Beyond debates on overhauling medical malpractice, reforming the juvenile justice system and balancing the budget, Georgia lawmakers have held judiciary housekeeping legislation on track.
Bills that would regulate prosecutors in probate courts, raise contempt-of-court fines and create new judgeships had already passed one chamber of the General Assembly before Thursday’s "crossover day," by which bills must have garnered approval from the state House or Senate or die for the session.
Senate Bill 120 would allow probate court judges in counties that do not have state courts to request district attorneys prosecute misdemeanor criminal cases, rather than have only the law enforcement officers involved in the cases bring them to court. Under the bill, if the district attorney declines to prosecute due to a lack of resources, the county commission may hire a private attorney to prosecute.
The state Council of Probate Court Judges backs the bill, which is sponsored by Sen. John Crosby, R-Tifton, who is a retired judge.
Current state law allows probate court judges to request that district attorneys prosecute only traffic cases, said Cook County Probate Court Judge Chase Daughtrey, who is the council’s vice president.
"If the DA is unable to assist or refuses to assist, there is nothing that provides for what’s the next step," Daughtrey said. "I think we’d all feel better if this was clarified."
There are 80 counties without state courts, and many already contract with private attorneys to prosecute traffic and misdemeanor cases in their probate courts, Daughtrey said. Those jurisdictions that don’t instead allow law enforcement officers to present the state’s case. This approach is rife with problems, Daughtrey said.
"In rural circuits, especially, there are troopers covering three or four counties, and they have to take time away to go to court," he said. "Charges can get dropped because law enforcement is unable to appear. The judge can continue the case, but at a certain point, really that’s not fair for the defendant."
In 2001, Oconee County requested then- Attorney General Thurbert Baker’s opinion regarding the practice of hiring private prosecutors and received an unofficial one stating it was OK, Daughtrey said. The opinion is U2001-2.

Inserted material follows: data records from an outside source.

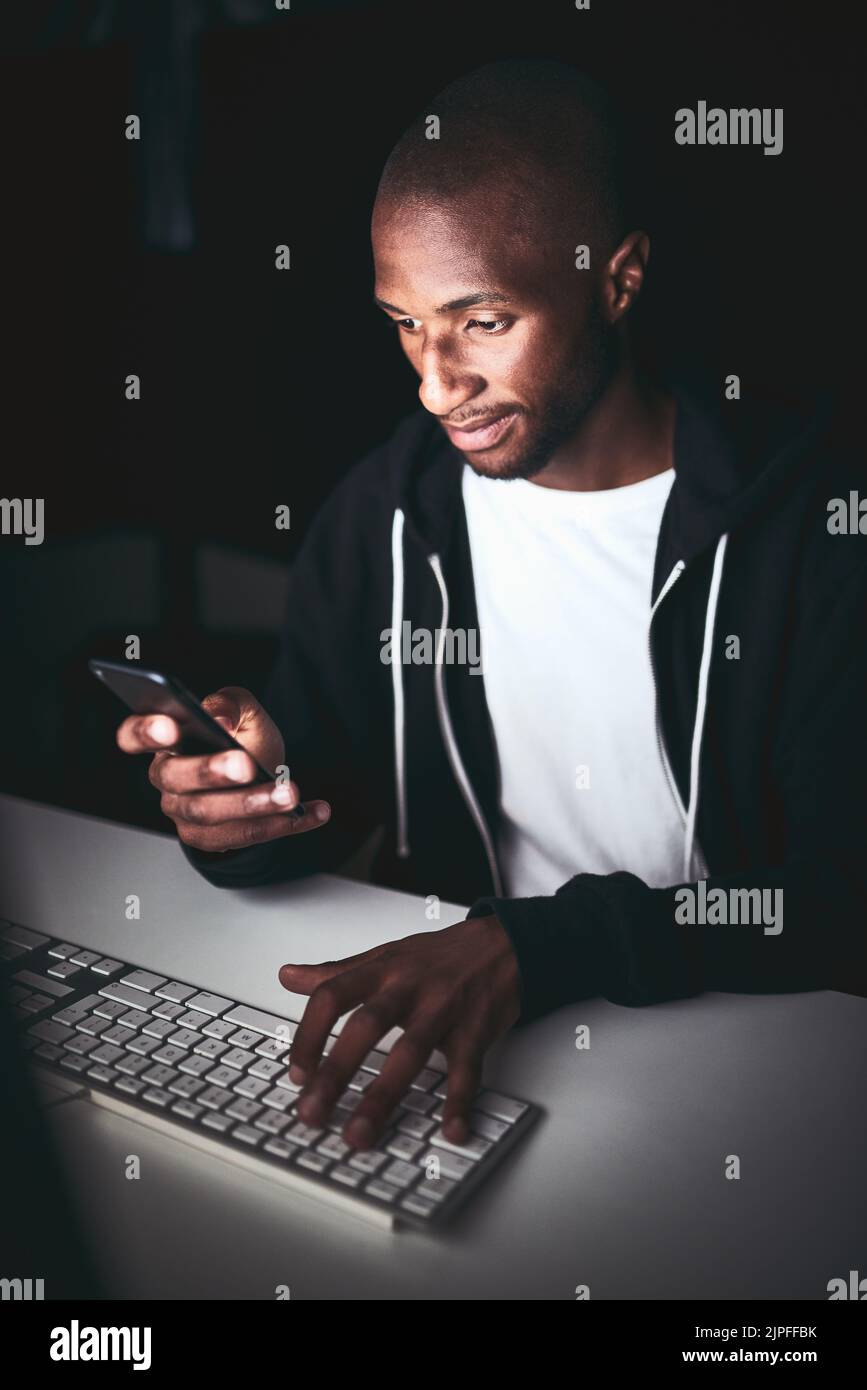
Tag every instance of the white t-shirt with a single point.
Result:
(563, 591)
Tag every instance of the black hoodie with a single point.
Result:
(745, 551)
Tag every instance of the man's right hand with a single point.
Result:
(210, 798)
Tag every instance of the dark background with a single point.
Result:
(260, 387)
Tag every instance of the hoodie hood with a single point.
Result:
(731, 458)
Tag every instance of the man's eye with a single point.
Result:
(488, 325)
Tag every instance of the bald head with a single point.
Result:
(514, 335)
(541, 139)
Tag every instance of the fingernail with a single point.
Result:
(232, 766)
(360, 1133)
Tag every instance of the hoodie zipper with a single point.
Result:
(678, 569)
(448, 733)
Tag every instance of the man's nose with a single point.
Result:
(446, 384)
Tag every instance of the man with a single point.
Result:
(671, 638)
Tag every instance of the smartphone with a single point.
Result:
(152, 692)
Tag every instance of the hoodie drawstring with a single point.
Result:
(403, 844)
(698, 729)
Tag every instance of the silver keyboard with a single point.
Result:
(214, 1072)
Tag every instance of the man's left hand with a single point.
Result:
(456, 990)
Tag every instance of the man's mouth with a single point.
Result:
(473, 437)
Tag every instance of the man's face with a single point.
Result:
(509, 338)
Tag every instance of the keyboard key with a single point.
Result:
(93, 1025)
(334, 1147)
(474, 1148)
(49, 1032)
(195, 1065)
(143, 980)
(449, 1165)
(418, 1101)
(75, 1064)
(417, 1204)
(278, 1098)
(381, 1190)
(75, 1012)
(400, 1173)
(260, 1022)
(210, 1004)
(416, 1126)
(110, 1009)
(43, 984)
(374, 1062)
(192, 1019)
(129, 1086)
(427, 1080)
(304, 1134)
(214, 1097)
(279, 1148)
(175, 993)
(36, 1002)
(132, 1065)
(160, 1075)
(134, 1019)
(168, 1011)
(117, 1034)
(346, 1176)
(368, 1161)
(250, 1087)
(316, 1162)
(436, 1189)
(122, 994)
(188, 1111)
(271, 1050)
(186, 1086)
(402, 1146)
(263, 1069)
(22, 936)
(218, 1029)
(236, 1058)
(242, 1109)
(157, 1097)
(270, 1121)
(160, 1027)
(107, 966)
(218, 1122)
(85, 958)
(103, 1073)
(486, 1126)
(500, 1107)
(64, 969)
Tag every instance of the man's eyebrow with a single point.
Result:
(481, 296)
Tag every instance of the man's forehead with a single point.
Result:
(438, 256)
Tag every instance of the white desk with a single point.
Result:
(620, 1186)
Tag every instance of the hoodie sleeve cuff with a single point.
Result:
(563, 948)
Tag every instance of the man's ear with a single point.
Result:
(625, 274)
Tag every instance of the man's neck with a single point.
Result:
(627, 437)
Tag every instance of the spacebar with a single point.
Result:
(260, 1022)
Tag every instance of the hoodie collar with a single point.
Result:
(731, 458)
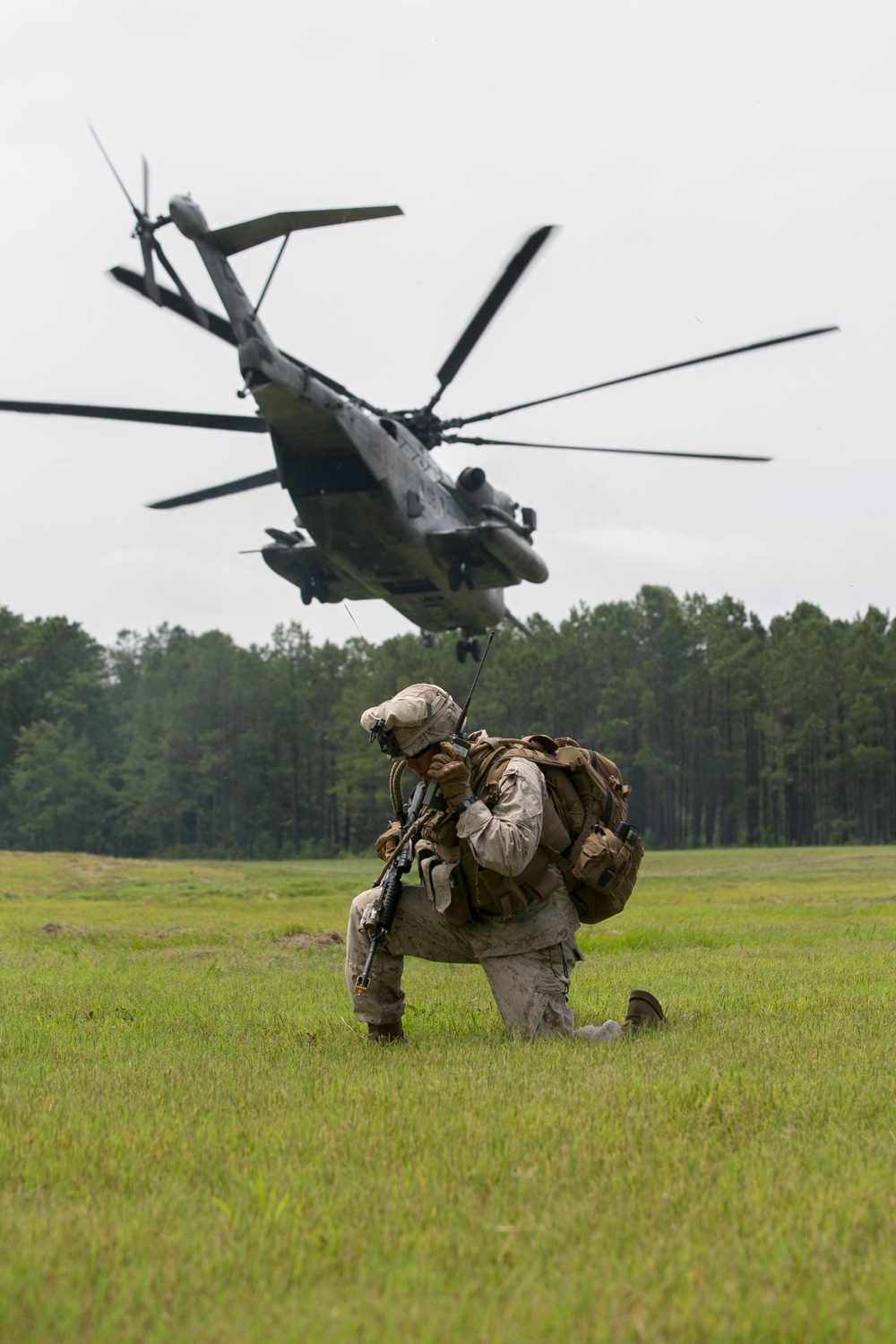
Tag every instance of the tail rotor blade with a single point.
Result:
(150, 273)
(113, 171)
(489, 306)
(199, 314)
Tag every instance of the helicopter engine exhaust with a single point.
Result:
(501, 535)
(513, 551)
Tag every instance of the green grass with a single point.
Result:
(196, 1142)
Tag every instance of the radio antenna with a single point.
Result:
(462, 719)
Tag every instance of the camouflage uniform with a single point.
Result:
(527, 957)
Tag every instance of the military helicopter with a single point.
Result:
(376, 515)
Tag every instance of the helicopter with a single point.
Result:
(375, 513)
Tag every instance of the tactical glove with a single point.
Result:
(387, 843)
(452, 773)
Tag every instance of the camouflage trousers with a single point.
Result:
(530, 986)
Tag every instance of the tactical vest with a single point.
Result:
(584, 836)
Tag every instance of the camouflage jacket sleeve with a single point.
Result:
(504, 838)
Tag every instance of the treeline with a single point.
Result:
(182, 745)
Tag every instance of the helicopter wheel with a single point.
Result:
(314, 588)
(461, 573)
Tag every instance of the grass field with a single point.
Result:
(196, 1142)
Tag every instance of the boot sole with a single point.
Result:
(646, 997)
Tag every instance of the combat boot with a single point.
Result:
(386, 1032)
(643, 1011)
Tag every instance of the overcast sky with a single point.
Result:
(721, 172)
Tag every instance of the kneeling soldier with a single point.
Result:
(487, 894)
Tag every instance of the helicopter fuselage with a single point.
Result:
(384, 521)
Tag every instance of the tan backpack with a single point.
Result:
(584, 831)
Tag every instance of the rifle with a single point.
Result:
(390, 882)
(390, 879)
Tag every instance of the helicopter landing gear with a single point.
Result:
(461, 573)
(314, 588)
(470, 647)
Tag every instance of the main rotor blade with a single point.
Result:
(113, 169)
(212, 492)
(193, 419)
(579, 448)
(489, 308)
(648, 373)
(199, 316)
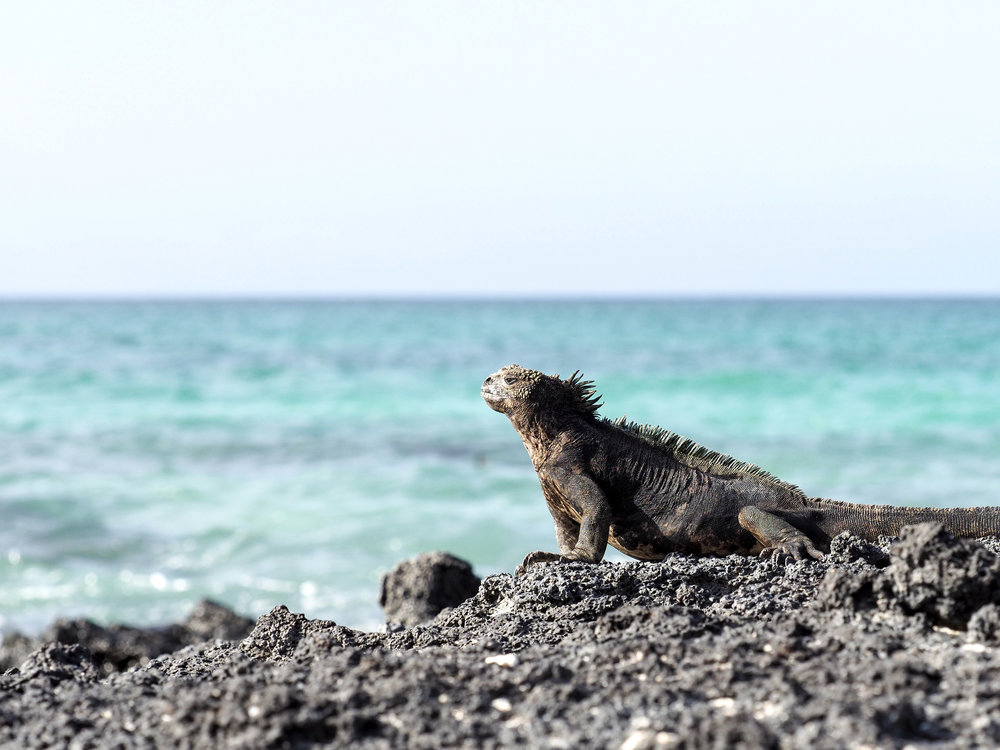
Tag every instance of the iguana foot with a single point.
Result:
(537, 557)
(792, 551)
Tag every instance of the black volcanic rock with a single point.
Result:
(734, 652)
(416, 590)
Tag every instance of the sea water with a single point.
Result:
(263, 453)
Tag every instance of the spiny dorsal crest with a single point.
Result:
(692, 454)
(584, 393)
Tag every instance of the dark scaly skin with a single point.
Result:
(604, 483)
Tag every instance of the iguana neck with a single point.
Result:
(543, 433)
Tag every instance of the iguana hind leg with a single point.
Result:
(778, 537)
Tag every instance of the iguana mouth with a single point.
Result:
(492, 393)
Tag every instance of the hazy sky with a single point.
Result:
(499, 148)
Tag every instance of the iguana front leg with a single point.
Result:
(779, 537)
(595, 520)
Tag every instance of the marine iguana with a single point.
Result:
(648, 491)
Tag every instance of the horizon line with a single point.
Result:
(209, 297)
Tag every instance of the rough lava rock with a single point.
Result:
(419, 588)
(731, 652)
(118, 647)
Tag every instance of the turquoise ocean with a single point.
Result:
(272, 452)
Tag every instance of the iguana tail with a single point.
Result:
(871, 521)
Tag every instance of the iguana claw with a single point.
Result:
(537, 557)
(792, 551)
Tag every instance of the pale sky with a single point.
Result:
(501, 148)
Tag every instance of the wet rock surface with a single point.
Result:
(875, 646)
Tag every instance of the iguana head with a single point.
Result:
(515, 388)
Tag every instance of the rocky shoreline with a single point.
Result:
(878, 645)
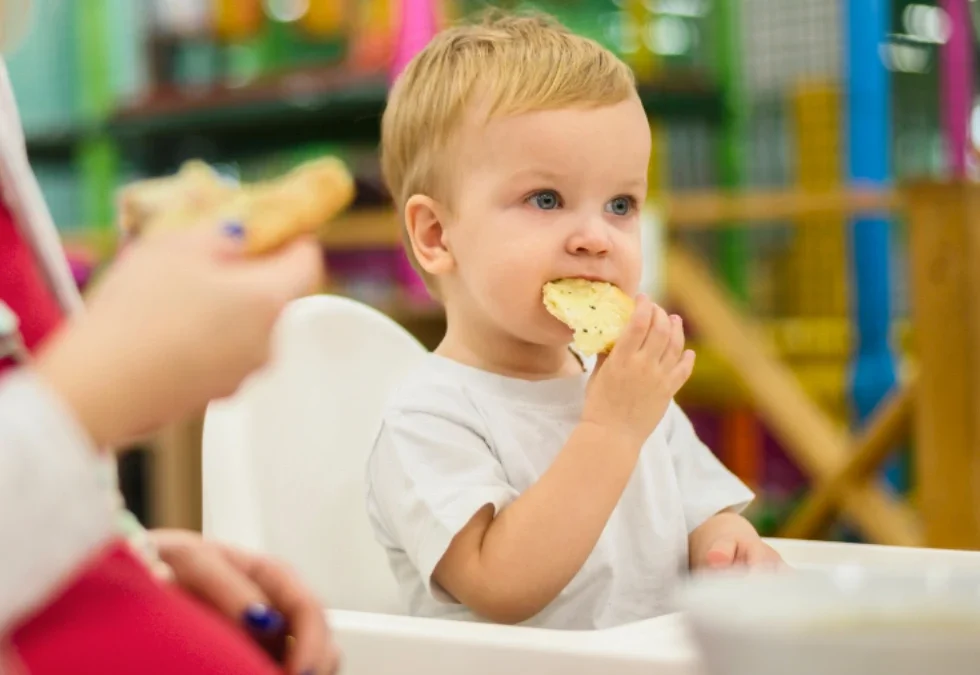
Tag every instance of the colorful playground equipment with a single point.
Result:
(795, 118)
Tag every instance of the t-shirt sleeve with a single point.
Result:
(431, 471)
(707, 486)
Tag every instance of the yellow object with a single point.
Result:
(814, 273)
(270, 213)
(325, 18)
(597, 311)
(236, 20)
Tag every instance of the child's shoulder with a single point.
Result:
(429, 386)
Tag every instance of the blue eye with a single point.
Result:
(621, 206)
(546, 200)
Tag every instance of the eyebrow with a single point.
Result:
(536, 174)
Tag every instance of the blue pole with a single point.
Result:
(873, 371)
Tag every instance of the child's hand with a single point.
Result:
(728, 540)
(632, 387)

SB 120 would essentially codify that opinion and establish qualifications, duties and responsibilities of prosecutors in probate courts. Daughtrey made a point to note that the bill would not require counties to hire private attorneys, but it would give them the option under the law.
SB 120 passed the Senate on Feb. 25 but remains a work in progress.
Douglas County District Attorney David McDade, chairman of the state District Attorneys’ Association’s legislative affairs committee, said prosecutors were concerned the bill would preclude them from their decision-making process involving prosecutions.
"We are working with the bill’s sponsor to address our concerns and have confidence in his commitment that our issues will be resolved," said McDade.
"We wanted it made clear that we participate in either providing prosecution services to that court or we have input in how the service is provided if it’s not us.
"We expect to be in support of the end result in the final version of this bill," McDade added.
Increasing contempt fines
Senate Bill 66, which passed the Senate on Feb. 11, would double contempt fines in superior and state courts from $500 to $1,000.
"This bill was brought to me by the superior court judges down in the Augusta circuit who thought they ought to be raised," said Senate Judiciary Non-Civil Committee Chairman Jesse Stone, R-Waynesboro, who is sponsoring the legislation. "They had not been changed in over 30 years."
The bill also would change the contempt statute for state court so that a judge could issue a fine and order jail time. The current law allows only one or the other punishment in state court, but superior court judges can levy both.
Stone said the measure garnered approval from the Judicial Council of Georgia and other judges. During committee hearings on the bill, supporters testified that increasing the fines would help state and superior courts better ensure parties in pro se cases and cases involving corporate litigants show up to proceedings and follow judges’ orders, Stone added.
The sponsor said he also fielded requests from probate and municipal courts for increased contempt fines but decided not to broaden his bill.
"We just didn’t feel that we needed to move on that just yet," said Stone. "Because of the different type of cases that come before superior and state courts, it’s warranted that they have a higher contempt fine. They tend to hear cases that have higher amounts at stake."
There are identical bills in the House and Senate that would add two new superior court judge seats. House Bill 451, whose main sponsor is Rep. Calvin Smyre, D-Columbus, passed the House on Tuesday via a 170-0 vote. Smyre’s legislative district includes the Chattahoochee Circuit, which would receive one of the two new judges.
The other bill is Senate Bill 165, sponsored by Senate Judiciary Committee Chairman Josh McKoon, R-Columbus. It passed the Senate Thursday in a 53-0 vote.
The Judicial Council in September voted to ask the Legislature to create two new judgeships in Chattahoochee and Oconee circuits based on their workloads and population. In 2011, the council requested new judgeships in Bell-Forsyth, Piedmont, Middle and Oconee circuits, but the Legislature only approved adding judges in Bell-Forsyth and Piedmont because of limited state funds.